I'm looking to track transactions in a non-malleable way. To achieve this I've read the recommendations in this answer, but I don't understand how the order of transaction inputs isn't malleable. It's my understanding that each separate input is signed by the private key it's address is associated with, and thus a malleability attack could just swap the order of inputs and a tracking hash dependent a specific order would be rendered useless. Am I missing something here?
The signature associated with an input doesn't just sign that input, it signs the entire transaction payload - basically every part of the transaction except the signatures themselves. (Technically, it appears to actually sign a hash of a serialized version of the transaction.)
It has to be that way. Otherwise, you could take someone else's signed transaction and modify the outputs to pay it to yourself instead of the intended recipient.

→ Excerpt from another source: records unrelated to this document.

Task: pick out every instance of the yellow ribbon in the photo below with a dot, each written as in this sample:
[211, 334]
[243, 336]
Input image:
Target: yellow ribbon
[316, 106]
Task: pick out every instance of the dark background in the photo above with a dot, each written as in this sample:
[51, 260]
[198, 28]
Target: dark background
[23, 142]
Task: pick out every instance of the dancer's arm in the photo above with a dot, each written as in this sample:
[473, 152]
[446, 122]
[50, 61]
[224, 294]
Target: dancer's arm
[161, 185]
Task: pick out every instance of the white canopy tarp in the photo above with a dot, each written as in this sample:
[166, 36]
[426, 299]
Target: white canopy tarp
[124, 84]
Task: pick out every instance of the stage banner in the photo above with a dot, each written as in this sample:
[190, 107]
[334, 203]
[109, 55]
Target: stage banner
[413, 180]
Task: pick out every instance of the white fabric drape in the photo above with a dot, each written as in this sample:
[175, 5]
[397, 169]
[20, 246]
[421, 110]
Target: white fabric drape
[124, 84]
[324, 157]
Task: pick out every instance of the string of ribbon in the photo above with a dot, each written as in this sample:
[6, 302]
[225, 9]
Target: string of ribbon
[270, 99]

So if you modify the order of the inputs, you modify the signed payload. The signatures will no longer verify and the modified transaction will not be accepted as valid by anyone.
The malleable transaction attack worked by modifying the signature itself to a different but still valid alternate version. The payload of the transaction never changed.
I have a feeling you are missing the index.
Each input is actually a transaction output from a previous transaction. The whole previous transaction is identified by the transaction hash, however the previous transaction can be paying to one or more addresses. Usually you control at least one of those addresses and so when you make a payment your software is
- identifying the (hopefully already confirmed) transaction
- identifying the index of the payment (ie your address) which you will use coins from
Point 2 is not malleable, the index is specific to the previous transaction. However you are able to compile your payment transaction in any order you choose, before it gets signed, and becomes your output.
This has nothing to do with the transaction malleability issue though.